# G.Loomis GLX



## Nickk (Aug 15, 2008)

Rule....


that is all


----------



## Jim (Aug 15, 2008)

Yes they do...Wish they were not so expensive. :beer:


----------



## Captain Ahab (Aug 15, 2008)

I think you mean St. Croix legend Elite


----------



## Jim (Aug 15, 2008)

Captain Ahab said:


> I think you mean St. Croix legend Elite



no doubt those are excellent rods (a bit heavy..but Im strong). 

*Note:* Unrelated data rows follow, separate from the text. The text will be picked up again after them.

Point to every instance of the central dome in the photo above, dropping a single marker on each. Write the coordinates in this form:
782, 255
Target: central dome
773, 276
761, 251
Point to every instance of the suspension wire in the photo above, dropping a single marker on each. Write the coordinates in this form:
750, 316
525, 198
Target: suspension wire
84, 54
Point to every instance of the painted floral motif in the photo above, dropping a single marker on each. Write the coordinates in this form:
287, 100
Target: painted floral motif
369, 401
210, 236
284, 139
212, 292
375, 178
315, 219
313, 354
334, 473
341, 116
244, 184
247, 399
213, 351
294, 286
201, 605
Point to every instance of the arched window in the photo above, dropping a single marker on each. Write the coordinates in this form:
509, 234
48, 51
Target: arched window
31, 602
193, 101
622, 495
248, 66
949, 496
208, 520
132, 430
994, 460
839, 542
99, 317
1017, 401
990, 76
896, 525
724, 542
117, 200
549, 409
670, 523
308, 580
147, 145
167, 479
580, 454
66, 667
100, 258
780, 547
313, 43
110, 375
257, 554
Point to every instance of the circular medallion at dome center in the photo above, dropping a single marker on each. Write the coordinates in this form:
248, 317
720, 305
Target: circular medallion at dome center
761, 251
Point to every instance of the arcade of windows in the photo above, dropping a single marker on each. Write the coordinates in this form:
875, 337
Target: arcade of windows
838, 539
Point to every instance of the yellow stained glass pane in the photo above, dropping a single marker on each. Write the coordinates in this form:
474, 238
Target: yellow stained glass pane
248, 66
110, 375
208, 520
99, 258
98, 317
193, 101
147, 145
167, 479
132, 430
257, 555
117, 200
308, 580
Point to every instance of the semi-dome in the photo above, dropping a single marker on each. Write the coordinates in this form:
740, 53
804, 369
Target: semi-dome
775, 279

But the GLX is THE standard all others are judged by. I used to make fun of a buddy who would only fish IMX and GLX Loomis rods. Then I purchased one......Now I have two. No more in my future unless I get a super deal on them.


----------



## redbug (Aug 15, 2008)

I just got 4 lloomis rods in the mail last week i used the expediter serice to replace a few broken rods. so now i'm back t my normal supply of 15 loomis they are awesome rods for sure

Wayne


----------



## Jim (Aug 15, 2008)

redbug said:


> now i'm back t my normal supply of 15 loomis they are awesome rods for sure
> 
> Wayne



:LOL2: Disgusting.....simply Distgusting :beer:


----------



## Nickk (Aug 15, 2008)

redbug said:


> I just got 4 lloomis rods in the mail last week i used the expediter serice to replace a few broken rods. so now i'm back t my normal supply of 15 loomis they are awesome rods for sure
> 
> Wayne




sweet lord!


I have a GL3 that's kinda lame, I have a crankbait blend that I built that sweet; then I got the GLX. I got a smokin' deal on it, $200.00 new in the wrapper. I'm ruined now.


----------



## Jim (Aug 15, 2008)

Nickk said:


> redbug said:
> 
> 
> > I just got 4 lloomis rods in the mail last week i used the expediter serice to replace a few broken rods. so now i'm back t my normal supply of 15 loomis they are awesome rods for sure
> ...



Nice score! I got my one of my GLX's for $220 shipped from Tacklewarehouse a couple years back.


----------



## Captain Ahab (Aug 15, 2008)

Jim said:


> Captain Ahab said:
> 
> 
> > I think you mean St. Croix legend Elite
> ...



Heavy???

My Legend Elite weighs 3.4 oz. It is super light and super GREAT!


----------



## Jim (Aug 15, 2008)

Your not listening to the sarcasm in my internet forum voice? :mrgreen: 


Type in St croix legend elite vs GLX and it becomes a Ford Vs Chevy, Pepsi vs Coke debate.


----------



## Captain Ahab (Aug 15, 2008)

What do vehicle manufactures and soft drinks have to do with how great my St. Croix is?

    

:lol: :lol: :lol: 

:mrgreen: :mrgreen: :mrgreen:


----------



## Nickk (Aug 15, 2008)

I want one of those Legend Tournament sticks, the blue color is killer. I have Legend Ultra, a 6-weight fly rod(close out price when the IPC came out).


----------